Canibalismo, negritud... y una isla de Guadalupe independiente de Francia
Hay palabras con las que una autora como Maryse Condé, que nació en la Francia de ultramar y se hizo adulta en el París de los años cincuenta y en el África de los sesenta, carga durante toda la vida.
Una de estas palabras es la negritud, la corriente literaria impulsada por poetas como el martiniqués Aimé Césaire o el senegalés Léopold Sédar Senghor. Durante mucho tiempo, Condé se sintió incómoda con este concepto. Ya no. “Pienso que Césaire creyó que los negros, por sus orígenes comunes, eran hermanos. Esto no es lo que yo he vivido. Puede considerarse como una doctrina un poco ingenua pero que no me parece peligrosa”, dice.
La autora de 'La Deseada' se ha movido siempre entre distintas tradiciones y continentes. Ha practicado toda su vida lo que llama el “canibalismo literario”, inspirada en la teoría del brasileño Oswald de Andrade. “Un colonizado jamás puede ser enteramente libre del país colonizador: yo, por ejemplo, amo la música clásica”, argumenta. “Hacemos como los indios: nos comemos lo que más nos parece mejor de los otros e intentamos integrarlo”.

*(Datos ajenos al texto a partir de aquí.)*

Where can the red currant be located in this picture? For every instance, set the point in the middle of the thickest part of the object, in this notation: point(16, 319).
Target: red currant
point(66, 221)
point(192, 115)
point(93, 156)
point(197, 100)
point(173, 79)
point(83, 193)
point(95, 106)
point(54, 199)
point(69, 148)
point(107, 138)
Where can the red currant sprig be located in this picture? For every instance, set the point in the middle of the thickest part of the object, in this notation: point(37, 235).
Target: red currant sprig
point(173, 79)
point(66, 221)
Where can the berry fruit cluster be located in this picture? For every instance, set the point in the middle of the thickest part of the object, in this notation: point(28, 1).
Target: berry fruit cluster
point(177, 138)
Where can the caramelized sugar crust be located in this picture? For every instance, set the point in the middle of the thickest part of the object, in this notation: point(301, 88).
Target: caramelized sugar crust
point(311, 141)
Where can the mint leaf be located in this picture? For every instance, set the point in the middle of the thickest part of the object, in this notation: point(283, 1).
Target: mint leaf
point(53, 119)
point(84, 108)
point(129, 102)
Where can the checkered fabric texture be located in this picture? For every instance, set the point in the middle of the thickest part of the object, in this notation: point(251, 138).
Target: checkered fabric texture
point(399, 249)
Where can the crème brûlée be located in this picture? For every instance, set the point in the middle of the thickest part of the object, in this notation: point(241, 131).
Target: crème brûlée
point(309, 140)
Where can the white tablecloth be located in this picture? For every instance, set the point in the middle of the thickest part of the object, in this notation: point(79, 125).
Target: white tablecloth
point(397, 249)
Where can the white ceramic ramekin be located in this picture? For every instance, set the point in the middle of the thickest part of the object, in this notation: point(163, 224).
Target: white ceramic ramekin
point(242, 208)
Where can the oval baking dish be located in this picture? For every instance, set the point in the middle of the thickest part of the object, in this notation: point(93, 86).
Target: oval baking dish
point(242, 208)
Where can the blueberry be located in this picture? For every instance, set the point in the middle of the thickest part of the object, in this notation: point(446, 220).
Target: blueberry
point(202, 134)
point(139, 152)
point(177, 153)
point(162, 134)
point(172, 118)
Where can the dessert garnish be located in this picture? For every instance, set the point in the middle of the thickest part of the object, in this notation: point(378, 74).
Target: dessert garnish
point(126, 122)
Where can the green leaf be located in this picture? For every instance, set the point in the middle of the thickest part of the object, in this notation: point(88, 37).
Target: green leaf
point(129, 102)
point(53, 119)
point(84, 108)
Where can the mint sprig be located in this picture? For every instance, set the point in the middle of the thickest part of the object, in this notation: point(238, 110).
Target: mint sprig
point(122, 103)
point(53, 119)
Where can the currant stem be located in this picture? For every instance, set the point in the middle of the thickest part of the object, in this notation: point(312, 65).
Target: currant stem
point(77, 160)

Y, sin embargo, su mundo tiene un anclaje sólido: el departamento administrativo francés de Guadalupe. “No creo que jamás Guadalupe sea independiente”, dice Condé, pese a declararse independentista. “No existen los países independientes. Mire: estamos enfermos a causa de un virus que, según parece, nació en China. El mundo es interdependiente. La independencia es un mito. Yo moriré como alguien que cree en este mito, pero que reconoce que quizá soñó”.